Fragmented Moments, Balanced Choices: How Do People Make Use of Their Waiting Time?
Jian Zheng, Ge Gao
TL;DR
This paper investigates how people spend waiting time in naturalistic settings using an experience-sampling study with 21 working adults over two weeks via the Waiting Time Activity tracker (WTA). It reveals that waiting time is predominantly allocated to leisure ($60%$), with roughly equal shares of productive and maintenance activities ($20%$ each), and that context such as device availability and location shifts these distributions. The authors apply multinomial logistic regression to link situational factors to activity choices, finding that computer access increases productive work, home settings favor maintenance, workplaces favor productivity, and lunch breaks reduce leisure, while waiting duration shows limited predictive power.
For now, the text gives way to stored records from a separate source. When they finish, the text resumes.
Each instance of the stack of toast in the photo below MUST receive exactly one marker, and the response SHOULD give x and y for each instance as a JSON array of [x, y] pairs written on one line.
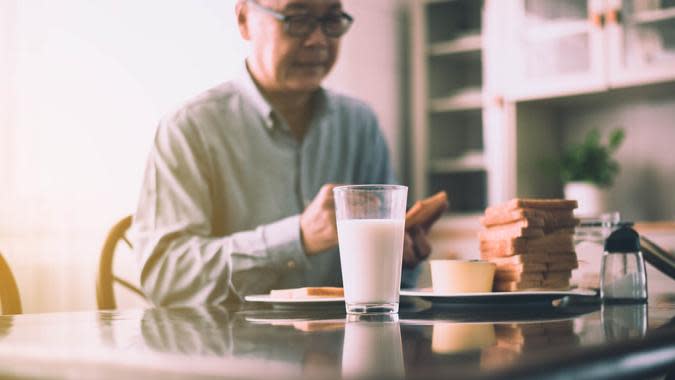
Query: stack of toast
[[532, 243]]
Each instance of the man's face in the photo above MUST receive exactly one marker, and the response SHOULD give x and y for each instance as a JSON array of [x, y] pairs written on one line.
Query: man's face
[[281, 62]]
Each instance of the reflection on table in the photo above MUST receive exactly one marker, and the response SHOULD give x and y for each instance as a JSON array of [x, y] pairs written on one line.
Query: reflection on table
[[249, 341]]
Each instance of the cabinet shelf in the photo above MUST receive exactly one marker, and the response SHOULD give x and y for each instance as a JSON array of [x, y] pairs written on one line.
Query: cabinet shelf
[[465, 99], [465, 44], [648, 17], [556, 30], [473, 162]]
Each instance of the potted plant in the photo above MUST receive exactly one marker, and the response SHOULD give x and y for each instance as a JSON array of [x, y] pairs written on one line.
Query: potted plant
[[588, 169]]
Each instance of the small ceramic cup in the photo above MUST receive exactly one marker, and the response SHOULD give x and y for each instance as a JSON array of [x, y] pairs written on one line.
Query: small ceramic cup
[[462, 276]]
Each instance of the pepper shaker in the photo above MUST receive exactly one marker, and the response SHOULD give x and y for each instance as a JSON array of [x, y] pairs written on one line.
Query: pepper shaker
[[623, 278]]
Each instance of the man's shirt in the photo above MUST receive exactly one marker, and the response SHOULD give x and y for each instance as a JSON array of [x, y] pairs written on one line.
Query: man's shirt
[[224, 187]]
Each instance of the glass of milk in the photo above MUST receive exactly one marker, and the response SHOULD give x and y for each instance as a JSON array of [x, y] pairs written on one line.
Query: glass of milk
[[371, 223]]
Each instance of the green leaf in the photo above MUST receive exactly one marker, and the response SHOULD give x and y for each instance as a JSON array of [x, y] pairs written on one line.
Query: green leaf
[[591, 160]]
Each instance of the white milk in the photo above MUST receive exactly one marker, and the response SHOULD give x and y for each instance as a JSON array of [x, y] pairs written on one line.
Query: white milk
[[371, 251]]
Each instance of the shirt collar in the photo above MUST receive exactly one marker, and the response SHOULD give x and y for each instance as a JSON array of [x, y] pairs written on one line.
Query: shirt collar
[[252, 92]]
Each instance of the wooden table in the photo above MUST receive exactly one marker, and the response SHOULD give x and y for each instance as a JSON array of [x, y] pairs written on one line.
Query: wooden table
[[576, 339]]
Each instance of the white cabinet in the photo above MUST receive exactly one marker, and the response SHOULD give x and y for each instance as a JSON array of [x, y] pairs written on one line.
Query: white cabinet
[[447, 102], [641, 37], [554, 48]]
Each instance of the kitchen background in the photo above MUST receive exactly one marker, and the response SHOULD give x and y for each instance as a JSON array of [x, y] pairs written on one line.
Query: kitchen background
[[471, 96]]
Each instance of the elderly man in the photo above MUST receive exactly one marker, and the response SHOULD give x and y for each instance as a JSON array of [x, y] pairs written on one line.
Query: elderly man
[[237, 195]]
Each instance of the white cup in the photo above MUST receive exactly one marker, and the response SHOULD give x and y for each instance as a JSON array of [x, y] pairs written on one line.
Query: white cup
[[462, 276]]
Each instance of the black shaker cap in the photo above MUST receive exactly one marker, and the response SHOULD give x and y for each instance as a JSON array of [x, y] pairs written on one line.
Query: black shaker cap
[[623, 240]]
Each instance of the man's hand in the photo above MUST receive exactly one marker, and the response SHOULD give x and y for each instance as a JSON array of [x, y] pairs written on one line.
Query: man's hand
[[318, 227], [416, 247]]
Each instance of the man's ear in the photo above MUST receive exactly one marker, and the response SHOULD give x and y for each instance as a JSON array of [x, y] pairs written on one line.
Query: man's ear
[[241, 10]]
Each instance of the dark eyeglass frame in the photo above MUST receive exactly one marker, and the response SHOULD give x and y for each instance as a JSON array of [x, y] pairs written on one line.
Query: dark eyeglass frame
[[322, 21]]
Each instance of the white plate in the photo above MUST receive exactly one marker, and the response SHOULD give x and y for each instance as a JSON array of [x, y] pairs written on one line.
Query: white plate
[[296, 302], [496, 297]]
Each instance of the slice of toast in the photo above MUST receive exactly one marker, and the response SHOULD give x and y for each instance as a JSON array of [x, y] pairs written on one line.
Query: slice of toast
[[423, 210], [321, 291], [519, 277], [511, 286], [546, 204]]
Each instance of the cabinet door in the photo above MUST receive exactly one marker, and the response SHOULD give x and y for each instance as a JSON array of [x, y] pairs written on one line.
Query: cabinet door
[[554, 48], [642, 41]]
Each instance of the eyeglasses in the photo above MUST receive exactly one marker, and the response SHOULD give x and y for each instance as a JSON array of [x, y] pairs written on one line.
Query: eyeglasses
[[332, 25]]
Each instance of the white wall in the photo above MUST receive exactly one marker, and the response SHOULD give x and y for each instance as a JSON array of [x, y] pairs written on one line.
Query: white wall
[[89, 81]]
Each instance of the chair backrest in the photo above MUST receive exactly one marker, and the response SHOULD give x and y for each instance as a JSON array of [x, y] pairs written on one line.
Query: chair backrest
[[106, 279], [9, 293]]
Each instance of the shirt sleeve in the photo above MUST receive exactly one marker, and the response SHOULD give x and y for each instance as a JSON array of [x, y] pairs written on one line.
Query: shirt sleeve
[[181, 262]]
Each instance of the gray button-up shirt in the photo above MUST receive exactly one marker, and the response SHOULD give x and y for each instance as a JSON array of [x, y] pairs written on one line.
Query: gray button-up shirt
[[225, 183]]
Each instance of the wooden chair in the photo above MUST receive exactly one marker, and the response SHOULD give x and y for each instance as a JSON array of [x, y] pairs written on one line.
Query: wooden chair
[[9, 293], [106, 279]]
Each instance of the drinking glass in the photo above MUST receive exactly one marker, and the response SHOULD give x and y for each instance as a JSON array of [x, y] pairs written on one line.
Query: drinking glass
[[371, 224]]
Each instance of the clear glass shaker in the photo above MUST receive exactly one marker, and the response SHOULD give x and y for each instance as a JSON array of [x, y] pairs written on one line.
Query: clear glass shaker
[[623, 278], [589, 240]]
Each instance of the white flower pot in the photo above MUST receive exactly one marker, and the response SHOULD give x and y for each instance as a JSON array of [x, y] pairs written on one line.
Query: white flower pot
[[592, 199]]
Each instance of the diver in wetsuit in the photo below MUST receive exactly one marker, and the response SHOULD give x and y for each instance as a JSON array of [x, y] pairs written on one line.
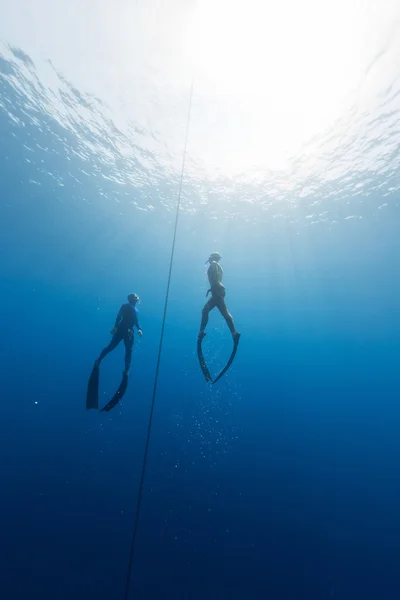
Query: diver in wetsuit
[[217, 299], [126, 320]]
The work broadens the view of waiting time beyond productivity-centric paradigms and provides design guidance for adaptive, device-aware tools that support balanced, user-centered time management and well-being.
Abstract
Everyone spends some time waiting every day. HCI research has developed tools for boosting productivity while waiting. However, little is known about how people naturally spend their waiting time. We conducted an experience sampling study with 21 working adults who used a mobile app to report their daily waiting time activities over two weeks. The aim of this study is to understand the activities people do while waiting and the effect of situational factors. We found that participants spent about 60% of their waiting time on leisure activities, 20% on productive activities, and 20% on maintenance activities. These choices are sensitive to situational factors, including accessible device, location, and certain routines of the day. Our study complements previous ones by demonstrating that people purpose waiting time for various goals beyond productivity and to maintain work-life balance. Our findings shed light on future empirical research and system design for time management.